Visitors who view the show are encouraged to donate a new and unwrapped toy (due to infection control purposes) to the toy drive box stationed outside the house.

“We decided when we initially started the show, to do a toy drive for Sick Kids, said Mercieca. Sick Kids has been really good at supporting us, as they do with anyone. We get the toys and donate them down to the hospital. We do drop before Christmas and we do another one in the New Year once the show has been closed down.

“Being on Landsbridge, it was a busier street. The last year that we did it there, we had collected about 2,000 toys. Up here, it’s a little harder because we’re a little bit more north, so we don’t have as much traffic coming through, plus we’re on a dead-end street. It’s a little harder but so far, the last few years we’ve done it up here, we’ve collected about 200 toys, which is good. We’re happy even if we have 50 toys Being up here, it allowed us to expand the show a little bit more too.”

Mercieca said she wanted to donate to the Sick Kids Hospital Foundation after her involvement with the Meagan’s Walk. The mission of the walk is to share the message of hope, to increase public awareness about brain tumours and the devastating effects they have on children and their families, according to the foundation’s website.

“I used to do the Meagan’s Walk, for Sick Kids,” said Mercieca. Being at the hospital, when they join hands and do the circle of hope around the hospital and seeing the kids there in the hospital, it tears at your heart strings. That was the first thing that came to our mind.

“We didn’t want to donate money per say, because the money doesn’t really go to the kids, particularly. Sick Kids, they explained to us, that they get an abundance of toys and they basically will give them out to other third parties. Regardless, you know that somewhere, some child is going to get that toy. What kid doesn’t want a toy?”

Mercieca said she is part of a Facebook group called, Crazy for Christmas Lights, Eh, where Canadians across the country, who have their own light show, share ideas and help each other out.
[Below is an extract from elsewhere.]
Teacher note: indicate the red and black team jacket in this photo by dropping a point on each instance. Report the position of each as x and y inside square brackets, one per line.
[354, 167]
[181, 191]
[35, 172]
“I don’t know how much bigger we’re going to grow but it’s great because they give you ideas,” said Mercieca. We’ll see what the other houses have and then you reach out to them and they’ll share their ideas on how they put it together. In a way, it’s kind of a compliment to the people, when you want to use something they have in their show.”

The lights are scheduled to be on every day from Dec. 1 to Jan. 1 2019. From Monday to Thursday, it be on from 5 p.m. to 10 p.m. On Fridays, Saturdays and Sundays, it will be on from 5 p.m. to midnight. On Christmas Eve and Day and News Year’s Eve and Day, it will be on from 5 p.m. to midnight.